Set yourself the goal of having a “micro-moment” of positive connection with everyone you interact with. “Love blossoms virtually any time two or more people—even strangers—connect over a shared positive emotion, be it mild or strong,” says positive psychologist Barbara Fredrickson. “Your micro-moments of love not only make you healthier, but being healthier also builds your capacity for love.”

Write someone a letter. “Dig out that stationary buried in a desk drawer, brew a cup of tea, find a cozy seat in a quiet location, and write a few letters,” suggests Kripalu School of Yoga teacher trainer Larissa Hall Carlson. “You can keep it short and sweet—the important thing is to write with well wishes in your heart." 

When you feel a difficult emotion rising within you, try this simple practice. “In a moment of judgment, or reeling with anger, heavy with disappointment, frozen in overanalyzing, deep in shame, imploding with total inadequacy—bless your own heart,” explains Ashleigh Sergeant, head of yoga content for Gaia.com and former global yoga trainer for Adidas. “Change that focus to one of gratitude and thank whatever part of yourself is doing its best to protect you in the only way it knows how.”

Listen more closely. “Often we have conversations where we are only partially paying attention,” says Sharon. “We’re thinking about the next email we need to send, or what we forgot to mention to the last person we spoke to. Or we decide we know what the other person is going to say, based on past encounters. Reopening that closed file by listening is a powerful gesture of kindness, one that allows fresh responses and transformed relationships.”

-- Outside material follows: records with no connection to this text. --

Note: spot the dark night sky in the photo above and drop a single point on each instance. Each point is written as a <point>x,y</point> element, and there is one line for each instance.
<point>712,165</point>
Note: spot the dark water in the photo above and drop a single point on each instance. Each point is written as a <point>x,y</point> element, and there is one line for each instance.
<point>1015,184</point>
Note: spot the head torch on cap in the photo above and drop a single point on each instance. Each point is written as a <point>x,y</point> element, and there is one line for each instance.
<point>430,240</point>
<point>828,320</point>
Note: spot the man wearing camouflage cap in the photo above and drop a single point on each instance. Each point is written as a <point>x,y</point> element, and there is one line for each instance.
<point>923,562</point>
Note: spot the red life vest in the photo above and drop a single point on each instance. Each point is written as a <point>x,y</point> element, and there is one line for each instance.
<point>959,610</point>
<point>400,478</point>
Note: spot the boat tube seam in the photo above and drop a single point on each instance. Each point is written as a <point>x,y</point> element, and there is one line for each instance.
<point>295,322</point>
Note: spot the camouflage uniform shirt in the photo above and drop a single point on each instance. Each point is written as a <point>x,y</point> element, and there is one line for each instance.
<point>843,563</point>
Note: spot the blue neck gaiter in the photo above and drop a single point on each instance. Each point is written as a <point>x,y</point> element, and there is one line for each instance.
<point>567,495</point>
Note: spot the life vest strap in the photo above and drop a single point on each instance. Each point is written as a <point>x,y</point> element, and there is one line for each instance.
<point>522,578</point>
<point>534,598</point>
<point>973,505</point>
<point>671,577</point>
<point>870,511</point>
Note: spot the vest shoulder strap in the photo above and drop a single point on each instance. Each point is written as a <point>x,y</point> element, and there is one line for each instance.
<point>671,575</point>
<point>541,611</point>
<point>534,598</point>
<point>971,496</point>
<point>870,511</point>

Do metta meditation for three minutes. “The Pali word metta is most often translated as ‘loving-kindness,’” says Kripalu Lead Faculty Janna Delgado, “and the practice of metta meditation helps open your heart to yourself and to others.” Here’s how to do it.

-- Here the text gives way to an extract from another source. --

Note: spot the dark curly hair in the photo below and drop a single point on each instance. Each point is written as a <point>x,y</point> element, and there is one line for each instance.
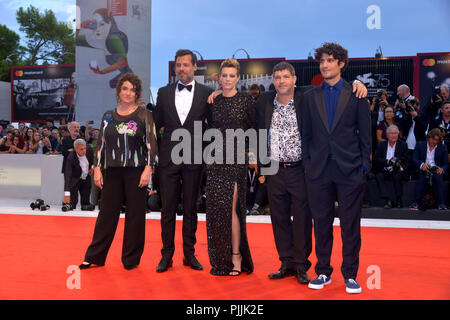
<point>335,50</point>
<point>135,81</point>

If someone gives you a compliment today, pay it forward. “Bring that appreciation into your heart, honor it, let it nourish you—and then serve that back up, like a ball of energy that you’re passing on to the next person,” says positive psychologist Maria Sirois, a longtime faculty member at Kripalu.

Ask yourself, What do I need? “When somebody asks us that question, it so touches our hearts, but we don’t usually ask ourselves that question—in a kind way rather than with an edge to it,” says self-compassion expert Christopher Germer. “Sometimes we need to comfort and soothe ourselves for how hard it is to be a human being.”